Additionally, the separate categories being mutually exclusive, coverage is not afforded under “Division 1-Premises-Op-erations” if the basis upon which liability is asserted occurred after operations were relinquished for use because such coverage under the policy is afforded under “Division 4-Products-Completed Operations,” a category not purchased. Had the building not been relinquished for use the accident would not have occurred because storage would not have begun in the building. After all, it was built for storage and appel-lees released it for that purpose.

From what I have said, a cursory study of the policy in question might indicate the appellees paid for coverage and did not get any. As indicated in appellant’s brief, the policy is not designed for reading to relax the mind. However, a careful study of the form and design of the policy reveals that it was written to cover, among others, two particular situations. First, that which arises when an accident occurs while the assured is engaged in the actual work of the business for which he has purchased coverage. Having purchased coverage under “Division 1-Premises-Operations” ap-pellees would have had coverage thereunder for an accident up to the point of relinquishment for use. The second situation is when an accident arises after the assured has completed his work and due to some negligent operation on his part damages are suffered by a third party. If the assured had purchased coverage under “Division 4-Products-Completed Operations” he would have had protection for such a situation, though the obligation to defend was dependent upon the policy provisions purchased and the allegations of such action, and not on pleadings of or statements by the assureds. Travelers Ins. Co. v. New-som, supra.

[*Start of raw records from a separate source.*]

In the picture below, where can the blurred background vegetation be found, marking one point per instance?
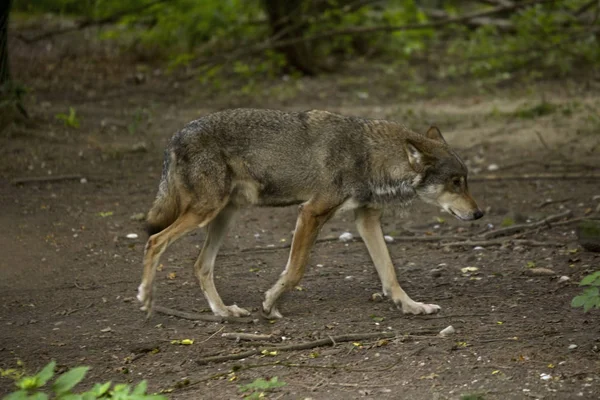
(217, 41)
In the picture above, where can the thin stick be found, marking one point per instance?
(517, 228)
(541, 139)
(213, 335)
(199, 317)
(499, 242)
(351, 337)
(91, 22)
(362, 30)
(549, 202)
(246, 336)
(540, 176)
(49, 178)
(399, 239)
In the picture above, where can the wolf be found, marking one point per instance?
(323, 161)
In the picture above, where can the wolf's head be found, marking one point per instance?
(442, 178)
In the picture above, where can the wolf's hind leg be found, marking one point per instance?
(217, 229)
(369, 227)
(156, 246)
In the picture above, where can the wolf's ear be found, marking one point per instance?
(416, 158)
(434, 133)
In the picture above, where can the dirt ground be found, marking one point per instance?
(69, 274)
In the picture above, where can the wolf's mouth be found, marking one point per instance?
(456, 215)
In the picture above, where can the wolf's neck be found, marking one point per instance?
(388, 189)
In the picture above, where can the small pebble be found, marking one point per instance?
(540, 272)
(449, 330)
(138, 217)
(376, 297)
(346, 237)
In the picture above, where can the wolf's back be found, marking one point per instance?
(165, 209)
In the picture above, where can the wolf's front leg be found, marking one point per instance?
(369, 227)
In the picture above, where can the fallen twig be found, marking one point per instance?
(246, 336)
(537, 176)
(352, 337)
(213, 335)
(398, 239)
(518, 228)
(91, 22)
(49, 178)
(200, 317)
(549, 202)
(363, 30)
(499, 242)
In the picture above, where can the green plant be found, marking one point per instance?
(590, 298)
(30, 387)
(257, 388)
(70, 120)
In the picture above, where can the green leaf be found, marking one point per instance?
(70, 396)
(591, 279)
(28, 382)
(69, 379)
(590, 303)
(100, 389)
(46, 373)
(140, 388)
(121, 388)
(18, 395)
(38, 396)
(578, 301)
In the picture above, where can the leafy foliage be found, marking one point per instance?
(70, 120)
(590, 298)
(235, 37)
(30, 387)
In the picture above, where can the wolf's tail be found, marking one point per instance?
(165, 209)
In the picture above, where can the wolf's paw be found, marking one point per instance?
(145, 297)
(415, 307)
(233, 311)
(273, 313)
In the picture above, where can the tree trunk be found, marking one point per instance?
(285, 18)
(4, 66)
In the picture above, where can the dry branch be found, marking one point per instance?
(246, 336)
(399, 239)
(200, 317)
(91, 22)
(49, 178)
(540, 176)
(352, 337)
(363, 30)
(518, 228)
(499, 242)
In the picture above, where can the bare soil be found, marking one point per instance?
(68, 273)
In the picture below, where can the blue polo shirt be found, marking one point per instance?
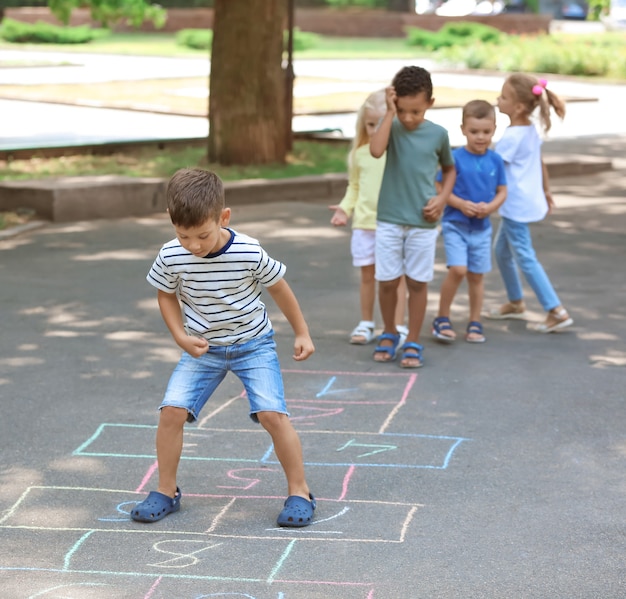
(478, 177)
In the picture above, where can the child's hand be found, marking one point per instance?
(194, 346)
(390, 98)
(433, 209)
(482, 210)
(303, 347)
(340, 218)
(469, 209)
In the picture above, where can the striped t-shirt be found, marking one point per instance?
(221, 292)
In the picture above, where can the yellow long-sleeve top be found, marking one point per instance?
(364, 178)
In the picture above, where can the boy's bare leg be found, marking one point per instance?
(169, 445)
(387, 298)
(449, 287)
(418, 296)
(401, 301)
(368, 292)
(475, 287)
(288, 450)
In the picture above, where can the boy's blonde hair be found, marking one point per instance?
(376, 102)
(533, 93)
(194, 196)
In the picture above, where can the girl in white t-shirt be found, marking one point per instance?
(528, 200)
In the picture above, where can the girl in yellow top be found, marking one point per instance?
(360, 202)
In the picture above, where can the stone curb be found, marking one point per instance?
(14, 231)
(70, 199)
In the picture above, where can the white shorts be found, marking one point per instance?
(406, 251)
(362, 246)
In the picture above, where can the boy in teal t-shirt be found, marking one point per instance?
(409, 206)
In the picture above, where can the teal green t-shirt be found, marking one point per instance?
(413, 159)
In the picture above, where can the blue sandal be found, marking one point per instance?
(412, 351)
(388, 349)
(442, 323)
(297, 511)
(156, 506)
(475, 328)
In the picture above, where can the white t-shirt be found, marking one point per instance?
(220, 293)
(520, 148)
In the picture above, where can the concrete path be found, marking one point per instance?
(495, 471)
(30, 124)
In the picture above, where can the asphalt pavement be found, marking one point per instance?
(495, 471)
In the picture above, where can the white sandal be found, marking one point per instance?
(564, 321)
(363, 333)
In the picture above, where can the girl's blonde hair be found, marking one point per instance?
(375, 102)
(532, 93)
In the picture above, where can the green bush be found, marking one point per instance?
(302, 40)
(599, 56)
(198, 39)
(44, 33)
(453, 34)
(201, 39)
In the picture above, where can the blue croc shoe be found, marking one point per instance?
(297, 511)
(156, 506)
(396, 339)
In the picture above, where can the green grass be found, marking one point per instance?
(307, 158)
(164, 44)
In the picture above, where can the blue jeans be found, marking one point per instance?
(255, 363)
(514, 248)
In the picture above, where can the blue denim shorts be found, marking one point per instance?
(467, 247)
(255, 363)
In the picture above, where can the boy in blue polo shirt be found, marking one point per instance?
(479, 190)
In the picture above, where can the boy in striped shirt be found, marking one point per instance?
(216, 275)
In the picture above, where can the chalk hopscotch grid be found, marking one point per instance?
(305, 535)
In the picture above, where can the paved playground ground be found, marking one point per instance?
(495, 471)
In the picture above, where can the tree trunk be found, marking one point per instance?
(247, 119)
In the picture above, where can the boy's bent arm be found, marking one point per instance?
(380, 140)
(434, 207)
(172, 316)
(498, 199)
(288, 304)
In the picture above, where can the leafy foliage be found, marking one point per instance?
(453, 34)
(590, 56)
(45, 33)
(135, 12)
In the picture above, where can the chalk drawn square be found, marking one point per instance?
(179, 556)
(137, 441)
(76, 508)
(312, 588)
(322, 401)
(52, 584)
(386, 450)
(34, 548)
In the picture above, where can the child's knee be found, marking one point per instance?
(273, 420)
(172, 416)
(458, 272)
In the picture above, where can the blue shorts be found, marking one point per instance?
(467, 247)
(255, 363)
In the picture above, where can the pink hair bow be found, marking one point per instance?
(541, 85)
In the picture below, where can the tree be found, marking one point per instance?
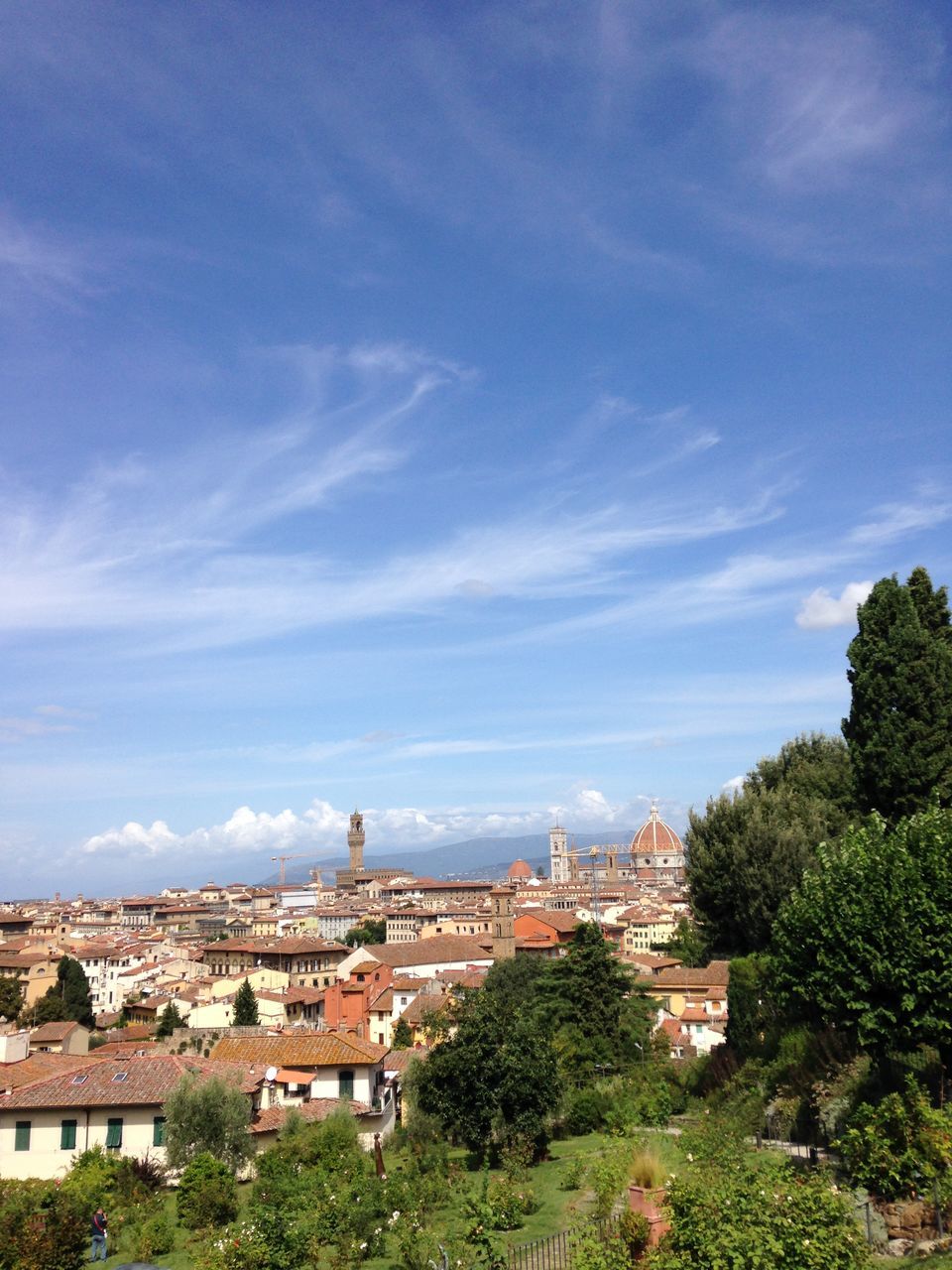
(495, 1080)
(594, 1007)
(687, 944)
(900, 719)
(10, 997)
(67, 1000)
(403, 1037)
(207, 1115)
(245, 1010)
(371, 930)
(748, 849)
(865, 944)
(169, 1020)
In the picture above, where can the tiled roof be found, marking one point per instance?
(145, 1082)
(715, 975)
(307, 1049)
(440, 948)
(272, 1119)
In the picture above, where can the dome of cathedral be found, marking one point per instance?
(655, 835)
(518, 869)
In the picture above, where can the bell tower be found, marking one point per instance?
(354, 841)
(503, 903)
(557, 847)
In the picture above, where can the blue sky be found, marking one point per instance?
(457, 412)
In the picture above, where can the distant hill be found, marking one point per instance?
(472, 858)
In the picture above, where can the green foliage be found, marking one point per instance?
(900, 720)
(371, 930)
(594, 1250)
(169, 1020)
(495, 1080)
(900, 1147)
(245, 1010)
(748, 851)
(865, 944)
(44, 1227)
(207, 1115)
(403, 1037)
(733, 1207)
(10, 997)
(594, 1007)
(687, 944)
(207, 1193)
(153, 1237)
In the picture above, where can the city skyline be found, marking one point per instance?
(458, 414)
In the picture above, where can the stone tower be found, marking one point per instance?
(557, 848)
(354, 841)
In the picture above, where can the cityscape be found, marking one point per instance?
(476, 698)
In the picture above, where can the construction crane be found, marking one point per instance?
(593, 853)
(282, 864)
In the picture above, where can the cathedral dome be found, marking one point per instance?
(655, 835)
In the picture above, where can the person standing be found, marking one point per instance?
(99, 1224)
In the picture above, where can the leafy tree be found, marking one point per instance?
(169, 1020)
(245, 1010)
(10, 997)
(593, 1005)
(865, 944)
(687, 944)
(494, 1080)
(403, 1037)
(371, 930)
(207, 1115)
(748, 849)
(900, 720)
(207, 1193)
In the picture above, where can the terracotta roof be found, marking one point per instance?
(439, 948)
(715, 975)
(51, 1033)
(125, 1082)
(40, 1066)
(311, 1049)
(272, 1119)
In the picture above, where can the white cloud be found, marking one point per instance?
(820, 610)
(254, 835)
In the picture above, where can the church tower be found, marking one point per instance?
(503, 903)
(354, 841)
(557, 848)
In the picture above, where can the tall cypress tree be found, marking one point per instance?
(898, 730)
(245, 1012)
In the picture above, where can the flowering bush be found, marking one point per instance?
(742, 1209)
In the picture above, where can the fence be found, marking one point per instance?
(557, 1251)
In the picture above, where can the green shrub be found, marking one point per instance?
(42, 1227)
(898, 1147)
(154, 1237)
(207, 1194)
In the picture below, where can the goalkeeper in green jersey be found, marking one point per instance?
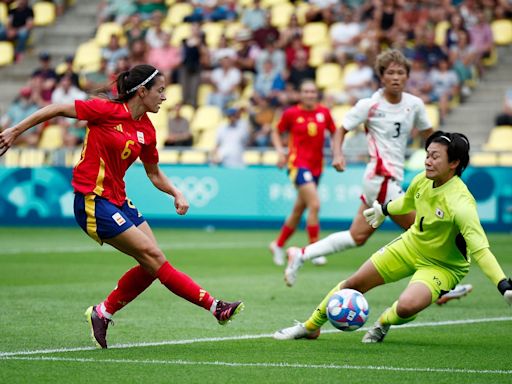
(435, 251)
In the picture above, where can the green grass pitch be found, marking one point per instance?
(48, 277)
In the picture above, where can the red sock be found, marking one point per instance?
(129, 286)
(182, 285)
(285, 234)
(313, 232)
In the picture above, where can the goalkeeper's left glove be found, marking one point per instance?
(375, 215)
(505, 288)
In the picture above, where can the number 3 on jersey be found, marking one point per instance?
(127, 151)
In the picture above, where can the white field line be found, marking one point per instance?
(267, 365)
(106, 248)
(4, 355)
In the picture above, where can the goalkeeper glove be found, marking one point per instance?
(505, 288)
(375, 215)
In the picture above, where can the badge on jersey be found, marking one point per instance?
(118, 218)
(140, 137)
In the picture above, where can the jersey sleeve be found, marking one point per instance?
(91, 110)
(357, 115)
(405, 203)
(421, 121)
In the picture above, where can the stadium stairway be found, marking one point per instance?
(60, 39)
(475, 117)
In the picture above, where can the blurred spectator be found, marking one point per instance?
(253, 17)
(166, 58)
(179, 134)
(22, 107)
(97, 81)
(505, 117)
(113, 52)
(19, 26)
(232, 138)
(445, 85)
(226, 80)
(115, 10)
(194, 50)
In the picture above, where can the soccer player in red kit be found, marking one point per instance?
(119, 131)
(306, 124)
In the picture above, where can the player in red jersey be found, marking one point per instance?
(119, 131)
(306, 124)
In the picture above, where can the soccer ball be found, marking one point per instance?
(347, 310)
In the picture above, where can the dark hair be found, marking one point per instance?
(128, 81)
(457, 147)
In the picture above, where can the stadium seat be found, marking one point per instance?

In this case the building had been relinquished by appellees for use, whether rightfully or wrongfully. The Third Party was using it when it collapsed from what Third Party Plaintiff alleged was original negligent erection of the building. Thus, they would have been covered had they purchased coverage under “Division 4”, but since it had been relinquished for use they did not have coverage under “Division 1-Premises-Operations.”

For all the reasons stated and under the authorities cited, I concur in the result reached in the original opinion to the effect that the trial court was in error and that summary judgment should have been granted for appellant rather than appellees.

DENTON, Chief Justice.

I am in agreement with the opinion of Associate Justice CHAPMAN.

. No “Bodily Injury Liability” was involved in the Third Party action.